Türkiye’nin AİHM’deki eski yargıcı Rıza Türmen “Böyle bir şey olabilir mi? İnsan hakları bakımından da çok sakıncalı bir durumdur bu” derken, Ak Parti’nin TBMM İnsan Hakları Komisyonu Başkanı Zafer Üskül de “İnsanların inanç özgürlüğü temel hak açısından güvence altındadır. Bunun için referandum olmaz.” sözleriyle Ankara’daki içki referandumuna tepki gösterdi. Milliyet’in liberal demokrat yazarı Taha Akyol da onları kaynak göstererek bu referandumu tehlikeli bir girişim olarak değerlendirdi, konu rejim krizi yapıldı.
Bu anlayış anlaşılır değil
Bu nasıl mantık? Sağa sola küfürler savurmak, milletin boğazına bıçak dayamak, bağırıp çağırarak halkı rahatsız etmek, araba devirip can ve mal kaybına yol açmak hangi insan hakları maddesi kapsamına girer, hem de birkaç gececi rahatsız oluyor diye ezanların merkezileştirildiği, camilerin hoparlörlerinin söküldüğü bir ülkede.
Adı geçenlerden Taha Akyol ve Rıza Türmen daha önce başörtüsü özgürlüğünün referanduma sunulamayacağını söylemişlerdi. Bu yapılırsa her konuda referanduma gidilir gibi saçma sapan bir gerekçe ileri sürmüşlerdi.
Hiç kimseye zarar vermeyen ve bireysel bir tercih olan başörtüsü “Örtünmeyenler kendilerini baskı altında hisseder” gibi saçma bir gerekçeyle yasaklanıyor, ama “Kötülüklerin anası” içkiye sınırlama getirilemiyor.
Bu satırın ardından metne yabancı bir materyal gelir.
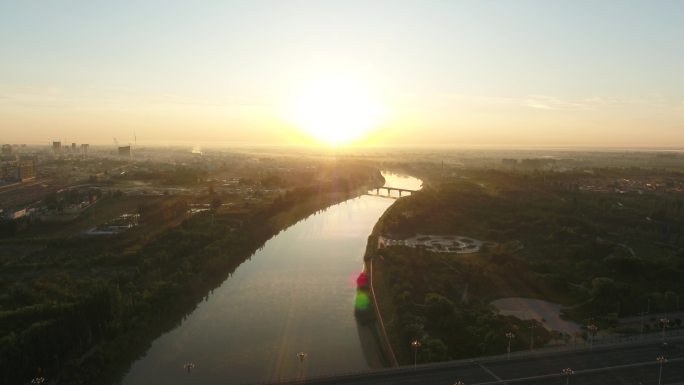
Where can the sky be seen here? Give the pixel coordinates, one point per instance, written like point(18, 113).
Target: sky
point(596, 73)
Bunun anlamı ne? Hem bizi ilgilendiren temel yasak ve büyük rahatsızlıklar konularında referandum yapılamıyorsa referandum ne işe yarar? Demokrasinin halk yönetimi olduğuna dair iddiaya kim inanır?
Solcu gruplar da “İçkiye alışan bir genç, geleneksel İslami çevresinden tamamen kopar” mantığı içinde biradan başlayarak gençleri içkiye alıştırıyor. Son yıllarda Doğu illerindeki içki tüketiminin artışında onların bu çabasının büyük bir yeri var.